I really wish i could make my boss allow to hire you. I want to make perfect code but I'm running out of people that can me teach things. Unfortunately they bought a bunch of Google assholes that try to push go lang and gcp despite the fact we already have a capable cloud
omg no way u said content cop… idubz fan???
Really to me the advice sounds like it came from a good intention but eventually misses the mark.
My assumption is that the creator of this post basically heard somewhere that using params is bad when it's a params object due to boxing. And of course it is bad. But then the author proceeds to forget about the string allocations which are even worse and that's how I assume we ended up with this bad advice.
Listen to the advise and do vise-versa. Assume, dude « found » the advise to only made the video. When you try to find all the logs following his “advise “ - you will have to query by piece of the log and consequently either loose some of the logs or have to figure out the right pattern
Aaand if low level provider is badly written, then nothing helps you 😂
Take away? Learn ASM and know your computer's memory
I never liked the Logger system, I always end up making my own very simple logger class with no overhead. 🙂 But I agree with all that is said in the video.

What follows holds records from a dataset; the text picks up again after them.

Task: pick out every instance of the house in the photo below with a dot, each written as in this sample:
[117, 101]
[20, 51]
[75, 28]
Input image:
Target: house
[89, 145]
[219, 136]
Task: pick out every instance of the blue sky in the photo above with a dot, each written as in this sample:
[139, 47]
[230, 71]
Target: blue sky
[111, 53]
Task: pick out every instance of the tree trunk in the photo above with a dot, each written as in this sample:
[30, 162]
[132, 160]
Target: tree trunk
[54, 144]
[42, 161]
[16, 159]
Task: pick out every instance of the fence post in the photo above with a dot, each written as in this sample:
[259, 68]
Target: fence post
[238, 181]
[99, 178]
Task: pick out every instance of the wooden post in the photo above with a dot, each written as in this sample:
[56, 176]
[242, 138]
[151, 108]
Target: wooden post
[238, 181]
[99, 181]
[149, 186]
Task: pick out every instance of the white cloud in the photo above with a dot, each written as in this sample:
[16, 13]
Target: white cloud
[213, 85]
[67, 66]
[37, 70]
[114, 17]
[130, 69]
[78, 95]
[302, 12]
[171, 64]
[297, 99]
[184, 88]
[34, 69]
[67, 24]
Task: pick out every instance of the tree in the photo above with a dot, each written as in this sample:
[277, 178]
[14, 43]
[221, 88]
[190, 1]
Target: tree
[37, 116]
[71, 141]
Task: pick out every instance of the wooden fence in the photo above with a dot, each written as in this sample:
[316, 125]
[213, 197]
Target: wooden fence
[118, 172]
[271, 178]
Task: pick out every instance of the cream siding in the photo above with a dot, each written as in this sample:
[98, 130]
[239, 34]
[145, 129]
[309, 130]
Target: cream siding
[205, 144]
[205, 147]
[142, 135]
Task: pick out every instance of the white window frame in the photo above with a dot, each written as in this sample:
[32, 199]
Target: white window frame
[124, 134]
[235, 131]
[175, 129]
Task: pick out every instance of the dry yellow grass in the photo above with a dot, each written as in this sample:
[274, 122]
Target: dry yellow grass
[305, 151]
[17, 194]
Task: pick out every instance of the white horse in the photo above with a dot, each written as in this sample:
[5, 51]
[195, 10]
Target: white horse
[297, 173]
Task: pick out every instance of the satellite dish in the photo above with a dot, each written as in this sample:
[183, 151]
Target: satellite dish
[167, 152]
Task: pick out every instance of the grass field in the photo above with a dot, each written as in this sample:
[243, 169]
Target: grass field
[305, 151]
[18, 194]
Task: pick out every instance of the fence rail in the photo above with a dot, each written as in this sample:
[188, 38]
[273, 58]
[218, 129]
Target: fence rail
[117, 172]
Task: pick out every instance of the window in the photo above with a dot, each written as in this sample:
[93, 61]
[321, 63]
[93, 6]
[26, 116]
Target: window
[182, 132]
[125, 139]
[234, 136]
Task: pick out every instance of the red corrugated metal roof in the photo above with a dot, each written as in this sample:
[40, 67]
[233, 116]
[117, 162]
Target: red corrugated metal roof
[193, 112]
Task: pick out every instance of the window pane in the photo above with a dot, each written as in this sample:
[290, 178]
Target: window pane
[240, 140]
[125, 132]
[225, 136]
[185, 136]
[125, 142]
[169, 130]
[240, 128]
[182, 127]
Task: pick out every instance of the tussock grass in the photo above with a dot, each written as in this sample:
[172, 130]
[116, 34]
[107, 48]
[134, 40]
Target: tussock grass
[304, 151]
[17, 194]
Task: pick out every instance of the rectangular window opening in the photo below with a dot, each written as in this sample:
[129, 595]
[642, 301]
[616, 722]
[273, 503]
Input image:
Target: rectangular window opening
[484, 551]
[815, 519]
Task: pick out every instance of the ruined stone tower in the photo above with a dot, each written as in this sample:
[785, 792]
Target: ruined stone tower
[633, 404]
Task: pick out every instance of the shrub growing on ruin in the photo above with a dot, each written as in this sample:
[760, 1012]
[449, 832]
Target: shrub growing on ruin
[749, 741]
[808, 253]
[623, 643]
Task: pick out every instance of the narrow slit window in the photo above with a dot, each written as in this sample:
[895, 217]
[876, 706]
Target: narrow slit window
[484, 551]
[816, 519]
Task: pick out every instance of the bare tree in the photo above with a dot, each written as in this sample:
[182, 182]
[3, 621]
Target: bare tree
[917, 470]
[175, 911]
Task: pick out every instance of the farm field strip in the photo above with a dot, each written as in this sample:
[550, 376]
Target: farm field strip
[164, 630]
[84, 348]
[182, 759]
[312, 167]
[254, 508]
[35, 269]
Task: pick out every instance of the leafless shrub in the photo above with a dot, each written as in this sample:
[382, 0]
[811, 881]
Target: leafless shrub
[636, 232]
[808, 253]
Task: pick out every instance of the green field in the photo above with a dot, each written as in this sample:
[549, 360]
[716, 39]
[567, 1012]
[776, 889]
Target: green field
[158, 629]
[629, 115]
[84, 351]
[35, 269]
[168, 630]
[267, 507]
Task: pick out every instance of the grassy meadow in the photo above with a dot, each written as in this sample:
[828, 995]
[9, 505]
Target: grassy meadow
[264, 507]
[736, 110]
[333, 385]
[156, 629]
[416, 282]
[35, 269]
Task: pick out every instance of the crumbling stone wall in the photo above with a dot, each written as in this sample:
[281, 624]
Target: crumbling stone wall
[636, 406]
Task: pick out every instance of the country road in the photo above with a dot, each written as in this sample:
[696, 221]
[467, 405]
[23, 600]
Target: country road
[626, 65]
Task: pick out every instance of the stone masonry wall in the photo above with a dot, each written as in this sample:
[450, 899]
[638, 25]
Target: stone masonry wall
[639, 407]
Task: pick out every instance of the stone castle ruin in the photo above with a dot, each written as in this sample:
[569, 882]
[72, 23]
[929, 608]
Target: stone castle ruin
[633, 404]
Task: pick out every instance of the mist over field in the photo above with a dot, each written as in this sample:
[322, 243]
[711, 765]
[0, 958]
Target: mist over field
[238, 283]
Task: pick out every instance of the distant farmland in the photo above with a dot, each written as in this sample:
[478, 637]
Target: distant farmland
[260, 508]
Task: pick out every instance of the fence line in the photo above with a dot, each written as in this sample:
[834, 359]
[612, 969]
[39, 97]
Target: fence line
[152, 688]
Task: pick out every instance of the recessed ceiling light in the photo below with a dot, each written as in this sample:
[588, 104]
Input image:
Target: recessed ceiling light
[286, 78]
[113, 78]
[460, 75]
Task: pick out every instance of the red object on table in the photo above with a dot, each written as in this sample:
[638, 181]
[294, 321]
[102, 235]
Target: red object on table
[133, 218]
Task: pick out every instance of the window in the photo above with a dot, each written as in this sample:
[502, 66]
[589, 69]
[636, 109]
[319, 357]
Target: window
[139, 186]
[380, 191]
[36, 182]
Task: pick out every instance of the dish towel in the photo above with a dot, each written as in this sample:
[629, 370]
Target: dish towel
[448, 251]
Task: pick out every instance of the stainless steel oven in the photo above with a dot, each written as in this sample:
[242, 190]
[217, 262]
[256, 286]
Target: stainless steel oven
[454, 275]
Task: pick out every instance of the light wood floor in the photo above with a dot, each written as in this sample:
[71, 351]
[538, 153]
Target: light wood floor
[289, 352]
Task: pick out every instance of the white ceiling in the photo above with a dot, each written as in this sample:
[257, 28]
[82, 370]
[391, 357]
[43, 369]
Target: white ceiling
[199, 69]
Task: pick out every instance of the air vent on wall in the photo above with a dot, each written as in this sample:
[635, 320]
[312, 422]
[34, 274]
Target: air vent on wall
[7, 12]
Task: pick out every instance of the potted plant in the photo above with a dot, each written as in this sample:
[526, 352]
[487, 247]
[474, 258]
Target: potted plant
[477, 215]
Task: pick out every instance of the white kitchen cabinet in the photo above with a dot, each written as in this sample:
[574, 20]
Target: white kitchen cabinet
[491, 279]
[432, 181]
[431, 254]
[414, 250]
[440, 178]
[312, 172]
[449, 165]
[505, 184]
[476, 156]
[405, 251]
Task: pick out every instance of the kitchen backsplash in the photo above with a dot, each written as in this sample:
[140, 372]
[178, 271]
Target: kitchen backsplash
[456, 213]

No overhead? Are you sure about that?😊
@@mariocamspam72 Yeap, absolutely. 🙂
I think all these Linkedin advices and written so badly on purpose to trigger comments and promote them. Like you need to have some basic knowledge to come up with such a reasoning behind so wrong idea
This is probably the most confusing video you've ever made. To be clear, you are saying structured logging is "good" despite being labeled "bad" just about everywhere else in the video.
first!
Some of the "advice" from LinkedIn you've shown so far is really bad. I'm starting to think you're planting it to make videos 🤣
Nope these people exist.
I did not understand any of these. lol.